Goldman Sachs is charting a frustrating path back to the top. Trading, share buybacks and operating leverage all helped the investment bank earn $2.1 billion in the third quarter, its best showing in a year-and-a-half. The way it beat its cost of capital, though, fails to inspire full confidence.
More than half the $1.3 billion increase in revenue from a year ago derived from the company’s investing and lending division. Gains on equity investments accounted for most of it. That’s fine, as far as it goes. Results in this area fluctuate wildly, however. And new regulations are curbing how large this part of the business can be.

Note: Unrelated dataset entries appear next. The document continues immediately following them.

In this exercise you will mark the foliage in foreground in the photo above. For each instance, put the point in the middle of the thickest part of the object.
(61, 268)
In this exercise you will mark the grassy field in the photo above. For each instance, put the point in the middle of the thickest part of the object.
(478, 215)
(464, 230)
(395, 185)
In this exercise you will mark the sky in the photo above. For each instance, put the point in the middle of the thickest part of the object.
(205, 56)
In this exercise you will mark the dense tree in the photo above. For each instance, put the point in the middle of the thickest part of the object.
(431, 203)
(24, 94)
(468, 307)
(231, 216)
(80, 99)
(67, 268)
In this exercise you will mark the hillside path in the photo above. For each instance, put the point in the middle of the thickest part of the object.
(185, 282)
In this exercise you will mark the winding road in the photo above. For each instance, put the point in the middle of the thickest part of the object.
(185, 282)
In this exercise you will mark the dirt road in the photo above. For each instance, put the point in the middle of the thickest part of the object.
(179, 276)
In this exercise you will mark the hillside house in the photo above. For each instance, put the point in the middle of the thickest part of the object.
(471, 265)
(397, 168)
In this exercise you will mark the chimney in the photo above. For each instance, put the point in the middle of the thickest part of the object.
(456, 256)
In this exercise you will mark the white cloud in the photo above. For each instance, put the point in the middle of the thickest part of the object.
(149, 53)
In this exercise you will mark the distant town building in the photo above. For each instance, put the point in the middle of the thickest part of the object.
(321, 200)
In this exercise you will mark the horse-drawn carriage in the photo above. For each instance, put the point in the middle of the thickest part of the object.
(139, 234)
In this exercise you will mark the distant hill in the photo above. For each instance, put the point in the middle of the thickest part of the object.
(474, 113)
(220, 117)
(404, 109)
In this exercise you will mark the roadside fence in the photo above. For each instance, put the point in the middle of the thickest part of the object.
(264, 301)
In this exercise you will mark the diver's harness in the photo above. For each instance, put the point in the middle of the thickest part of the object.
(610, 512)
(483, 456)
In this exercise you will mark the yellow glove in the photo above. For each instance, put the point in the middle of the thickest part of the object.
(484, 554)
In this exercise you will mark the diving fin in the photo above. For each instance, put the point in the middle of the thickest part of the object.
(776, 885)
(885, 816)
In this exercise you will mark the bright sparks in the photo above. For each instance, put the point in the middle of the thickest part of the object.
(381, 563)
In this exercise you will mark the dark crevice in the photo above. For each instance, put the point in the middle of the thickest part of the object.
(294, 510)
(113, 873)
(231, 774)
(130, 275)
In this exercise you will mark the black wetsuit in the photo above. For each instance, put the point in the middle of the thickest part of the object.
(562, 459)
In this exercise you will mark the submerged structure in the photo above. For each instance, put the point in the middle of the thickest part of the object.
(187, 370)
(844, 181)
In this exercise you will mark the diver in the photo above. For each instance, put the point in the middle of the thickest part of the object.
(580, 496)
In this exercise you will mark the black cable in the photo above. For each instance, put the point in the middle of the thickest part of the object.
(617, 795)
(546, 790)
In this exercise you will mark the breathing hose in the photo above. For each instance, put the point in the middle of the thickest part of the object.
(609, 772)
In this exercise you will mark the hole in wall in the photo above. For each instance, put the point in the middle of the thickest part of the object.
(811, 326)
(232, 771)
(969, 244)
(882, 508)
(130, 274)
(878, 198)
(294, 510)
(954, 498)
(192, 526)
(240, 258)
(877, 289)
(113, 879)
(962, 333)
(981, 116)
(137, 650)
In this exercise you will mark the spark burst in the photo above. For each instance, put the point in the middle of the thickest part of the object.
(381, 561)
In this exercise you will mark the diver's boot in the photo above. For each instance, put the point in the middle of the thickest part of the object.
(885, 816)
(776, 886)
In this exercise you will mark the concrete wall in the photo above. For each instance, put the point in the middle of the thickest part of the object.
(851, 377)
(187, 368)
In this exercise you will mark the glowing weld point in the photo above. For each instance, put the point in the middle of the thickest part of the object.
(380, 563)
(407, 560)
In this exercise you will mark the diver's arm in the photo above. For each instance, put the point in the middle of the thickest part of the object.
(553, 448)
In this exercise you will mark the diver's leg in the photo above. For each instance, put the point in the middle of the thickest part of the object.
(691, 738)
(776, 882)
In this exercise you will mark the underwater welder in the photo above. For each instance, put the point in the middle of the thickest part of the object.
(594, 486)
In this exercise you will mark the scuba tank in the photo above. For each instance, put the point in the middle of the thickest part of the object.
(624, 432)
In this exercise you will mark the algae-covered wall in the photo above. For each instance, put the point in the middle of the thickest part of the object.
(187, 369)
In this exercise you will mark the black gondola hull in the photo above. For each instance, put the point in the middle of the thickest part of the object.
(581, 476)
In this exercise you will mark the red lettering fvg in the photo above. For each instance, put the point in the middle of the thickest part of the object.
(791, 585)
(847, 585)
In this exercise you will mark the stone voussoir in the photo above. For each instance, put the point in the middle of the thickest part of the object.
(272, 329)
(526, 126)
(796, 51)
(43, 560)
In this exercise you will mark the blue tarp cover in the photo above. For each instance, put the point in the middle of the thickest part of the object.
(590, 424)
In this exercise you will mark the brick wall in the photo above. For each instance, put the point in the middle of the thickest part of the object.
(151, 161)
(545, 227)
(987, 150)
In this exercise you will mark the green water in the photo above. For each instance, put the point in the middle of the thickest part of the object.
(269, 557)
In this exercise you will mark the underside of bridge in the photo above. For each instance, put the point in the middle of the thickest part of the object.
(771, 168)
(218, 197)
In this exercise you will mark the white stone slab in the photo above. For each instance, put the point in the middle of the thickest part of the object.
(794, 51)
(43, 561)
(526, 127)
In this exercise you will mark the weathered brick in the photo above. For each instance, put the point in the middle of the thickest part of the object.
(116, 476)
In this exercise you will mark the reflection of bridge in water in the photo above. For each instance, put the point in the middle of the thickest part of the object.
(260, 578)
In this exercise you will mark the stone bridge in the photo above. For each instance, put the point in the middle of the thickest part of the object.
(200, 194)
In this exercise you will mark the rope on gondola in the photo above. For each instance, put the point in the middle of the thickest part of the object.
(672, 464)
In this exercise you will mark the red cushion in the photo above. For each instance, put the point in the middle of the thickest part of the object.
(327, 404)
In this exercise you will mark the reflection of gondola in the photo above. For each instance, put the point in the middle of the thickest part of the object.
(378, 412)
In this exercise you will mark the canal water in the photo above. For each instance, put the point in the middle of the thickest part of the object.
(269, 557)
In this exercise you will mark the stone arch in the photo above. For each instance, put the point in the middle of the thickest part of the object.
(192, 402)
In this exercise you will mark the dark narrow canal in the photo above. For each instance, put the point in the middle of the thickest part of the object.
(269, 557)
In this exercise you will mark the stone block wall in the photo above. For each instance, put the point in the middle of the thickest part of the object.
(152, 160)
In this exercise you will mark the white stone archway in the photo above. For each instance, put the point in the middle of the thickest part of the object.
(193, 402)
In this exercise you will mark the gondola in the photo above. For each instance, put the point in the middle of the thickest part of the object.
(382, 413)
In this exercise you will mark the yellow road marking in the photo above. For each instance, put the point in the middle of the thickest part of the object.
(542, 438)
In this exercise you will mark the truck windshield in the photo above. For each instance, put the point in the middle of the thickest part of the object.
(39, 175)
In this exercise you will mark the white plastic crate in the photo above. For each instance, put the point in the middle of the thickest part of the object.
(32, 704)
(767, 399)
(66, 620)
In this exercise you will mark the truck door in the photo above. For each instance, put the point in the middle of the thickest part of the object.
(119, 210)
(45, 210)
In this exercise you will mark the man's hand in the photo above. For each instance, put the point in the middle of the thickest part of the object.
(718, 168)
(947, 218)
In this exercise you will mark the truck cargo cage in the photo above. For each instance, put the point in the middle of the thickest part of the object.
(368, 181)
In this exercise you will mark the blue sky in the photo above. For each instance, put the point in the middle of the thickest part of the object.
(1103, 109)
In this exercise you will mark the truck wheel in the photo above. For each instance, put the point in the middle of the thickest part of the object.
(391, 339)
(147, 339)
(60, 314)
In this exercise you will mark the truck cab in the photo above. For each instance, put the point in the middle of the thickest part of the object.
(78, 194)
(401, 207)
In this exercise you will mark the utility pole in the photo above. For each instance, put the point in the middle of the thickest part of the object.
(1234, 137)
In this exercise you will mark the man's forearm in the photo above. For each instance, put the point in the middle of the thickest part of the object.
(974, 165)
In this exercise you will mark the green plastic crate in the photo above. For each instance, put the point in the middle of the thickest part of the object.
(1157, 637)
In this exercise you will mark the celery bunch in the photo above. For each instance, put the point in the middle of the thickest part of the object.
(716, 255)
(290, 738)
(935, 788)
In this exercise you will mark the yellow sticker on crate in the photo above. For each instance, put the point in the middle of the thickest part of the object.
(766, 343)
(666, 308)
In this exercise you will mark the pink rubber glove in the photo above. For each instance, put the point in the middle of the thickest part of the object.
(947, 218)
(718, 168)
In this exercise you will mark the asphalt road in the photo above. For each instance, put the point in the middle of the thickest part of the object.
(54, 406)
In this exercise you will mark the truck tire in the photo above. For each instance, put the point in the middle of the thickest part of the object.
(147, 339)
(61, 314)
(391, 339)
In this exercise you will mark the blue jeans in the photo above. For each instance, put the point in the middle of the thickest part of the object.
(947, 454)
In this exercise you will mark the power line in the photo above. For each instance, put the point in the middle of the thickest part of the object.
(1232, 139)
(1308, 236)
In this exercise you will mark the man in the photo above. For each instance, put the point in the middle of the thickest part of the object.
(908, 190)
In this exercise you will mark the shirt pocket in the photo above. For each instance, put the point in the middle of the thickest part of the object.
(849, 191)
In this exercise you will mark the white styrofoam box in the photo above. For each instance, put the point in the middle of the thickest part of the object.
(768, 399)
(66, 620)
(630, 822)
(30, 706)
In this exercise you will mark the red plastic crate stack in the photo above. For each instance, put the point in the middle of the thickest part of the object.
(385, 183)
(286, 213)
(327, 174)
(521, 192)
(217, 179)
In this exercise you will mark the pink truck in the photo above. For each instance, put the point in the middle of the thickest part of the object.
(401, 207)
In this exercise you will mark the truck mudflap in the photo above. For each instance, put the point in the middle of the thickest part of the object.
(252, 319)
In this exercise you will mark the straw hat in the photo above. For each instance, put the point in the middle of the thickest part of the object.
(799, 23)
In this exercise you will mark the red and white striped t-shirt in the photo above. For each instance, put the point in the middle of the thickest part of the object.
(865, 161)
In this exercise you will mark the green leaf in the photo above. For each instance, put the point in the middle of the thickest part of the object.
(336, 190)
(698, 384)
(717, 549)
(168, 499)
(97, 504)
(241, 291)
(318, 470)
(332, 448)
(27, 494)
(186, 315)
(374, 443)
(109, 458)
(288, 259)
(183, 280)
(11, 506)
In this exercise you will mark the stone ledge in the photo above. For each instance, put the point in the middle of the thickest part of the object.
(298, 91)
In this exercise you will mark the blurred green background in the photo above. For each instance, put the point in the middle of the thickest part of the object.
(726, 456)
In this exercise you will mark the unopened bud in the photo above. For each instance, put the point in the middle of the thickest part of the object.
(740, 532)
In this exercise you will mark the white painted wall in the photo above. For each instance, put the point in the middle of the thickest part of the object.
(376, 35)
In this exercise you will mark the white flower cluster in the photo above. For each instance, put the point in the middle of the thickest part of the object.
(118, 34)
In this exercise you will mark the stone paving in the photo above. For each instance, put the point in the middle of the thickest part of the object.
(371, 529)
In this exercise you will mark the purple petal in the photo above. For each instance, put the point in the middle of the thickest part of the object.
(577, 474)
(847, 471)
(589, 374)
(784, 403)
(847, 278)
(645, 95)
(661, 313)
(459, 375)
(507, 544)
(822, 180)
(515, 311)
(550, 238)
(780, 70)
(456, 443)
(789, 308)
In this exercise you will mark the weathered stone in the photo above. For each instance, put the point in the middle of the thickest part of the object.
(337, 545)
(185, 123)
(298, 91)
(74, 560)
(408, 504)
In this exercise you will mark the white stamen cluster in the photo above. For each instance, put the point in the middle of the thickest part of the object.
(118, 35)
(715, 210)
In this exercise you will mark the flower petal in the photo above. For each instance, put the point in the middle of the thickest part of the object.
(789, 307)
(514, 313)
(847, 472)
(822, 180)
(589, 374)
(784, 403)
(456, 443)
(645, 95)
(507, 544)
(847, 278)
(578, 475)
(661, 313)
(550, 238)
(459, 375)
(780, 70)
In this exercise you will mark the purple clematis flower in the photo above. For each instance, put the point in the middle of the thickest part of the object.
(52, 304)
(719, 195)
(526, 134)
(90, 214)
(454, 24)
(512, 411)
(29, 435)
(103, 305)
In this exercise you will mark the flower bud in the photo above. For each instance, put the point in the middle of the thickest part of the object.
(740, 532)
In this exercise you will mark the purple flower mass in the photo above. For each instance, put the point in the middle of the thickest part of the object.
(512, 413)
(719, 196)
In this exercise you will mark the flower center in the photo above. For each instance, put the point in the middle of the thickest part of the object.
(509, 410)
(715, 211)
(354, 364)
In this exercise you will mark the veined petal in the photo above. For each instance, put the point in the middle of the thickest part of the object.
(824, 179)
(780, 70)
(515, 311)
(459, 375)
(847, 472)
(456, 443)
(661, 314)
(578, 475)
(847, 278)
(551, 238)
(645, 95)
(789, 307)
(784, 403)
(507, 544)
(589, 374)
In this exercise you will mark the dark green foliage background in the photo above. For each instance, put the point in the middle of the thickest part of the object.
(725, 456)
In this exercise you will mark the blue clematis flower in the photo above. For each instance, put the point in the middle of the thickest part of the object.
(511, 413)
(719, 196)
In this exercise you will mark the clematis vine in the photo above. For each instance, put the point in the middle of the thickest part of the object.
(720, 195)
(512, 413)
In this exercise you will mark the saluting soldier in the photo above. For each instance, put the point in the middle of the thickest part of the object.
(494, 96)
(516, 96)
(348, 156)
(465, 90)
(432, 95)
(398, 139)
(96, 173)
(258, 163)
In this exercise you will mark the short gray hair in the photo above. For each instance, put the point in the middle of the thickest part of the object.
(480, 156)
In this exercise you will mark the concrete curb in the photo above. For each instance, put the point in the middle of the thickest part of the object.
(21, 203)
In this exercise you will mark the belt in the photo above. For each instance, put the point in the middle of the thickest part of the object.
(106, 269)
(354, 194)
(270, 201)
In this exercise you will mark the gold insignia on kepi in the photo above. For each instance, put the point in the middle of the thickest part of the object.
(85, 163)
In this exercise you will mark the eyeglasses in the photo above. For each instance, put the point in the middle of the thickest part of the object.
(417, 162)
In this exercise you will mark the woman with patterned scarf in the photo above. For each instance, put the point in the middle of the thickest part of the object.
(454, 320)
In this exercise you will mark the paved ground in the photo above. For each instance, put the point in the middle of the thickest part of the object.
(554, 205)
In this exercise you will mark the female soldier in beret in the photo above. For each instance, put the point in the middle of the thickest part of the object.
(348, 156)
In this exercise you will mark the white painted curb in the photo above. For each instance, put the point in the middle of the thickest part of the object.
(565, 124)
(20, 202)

What’s more, Goldman’s tax rate slipped to 27 percent for the three months to the end of September, compared to a rate of at least 30 percent. If taxes had been more like the usual and investment gains half what was reported, the annualized return on equity for the quarter of 11.2 percent would have dipped to around 9.3 percent.
Even so, Goldman fared well by current industry standards. Few rivals have managed to achieve the 10 percent return considered the theoretical cost of capital. And the bank run by Lloyd Blankfein is hitting the right notes elsewhere.
Fixed-income trading jumped 34 percent, roughly in line with rivals Bank of America, Citigroup and JPMorgan. Top-line gains of 19 percent outpaced the 10 percent increase in expenses as Goldman slashed non-compensation costs by almost a quarter.
There was good news for employees, too. The amount set aside for bonuses swelled by more than a third, even as staff levels fell 5 percent as Goldman reversed its mistimed hiring exuberance last year.
There was another unexpected benefit: buybacks reduced outstanding shares by 6 percent, far more than the 1 or 2 percent decrease Goldman has tended to implement. That further helps push up shareholder returns.
As welcome as these many elements are, Goldman’s earnings look overly lumpy. That makes them too unreliable to justify its shares heading back above book value any time soon.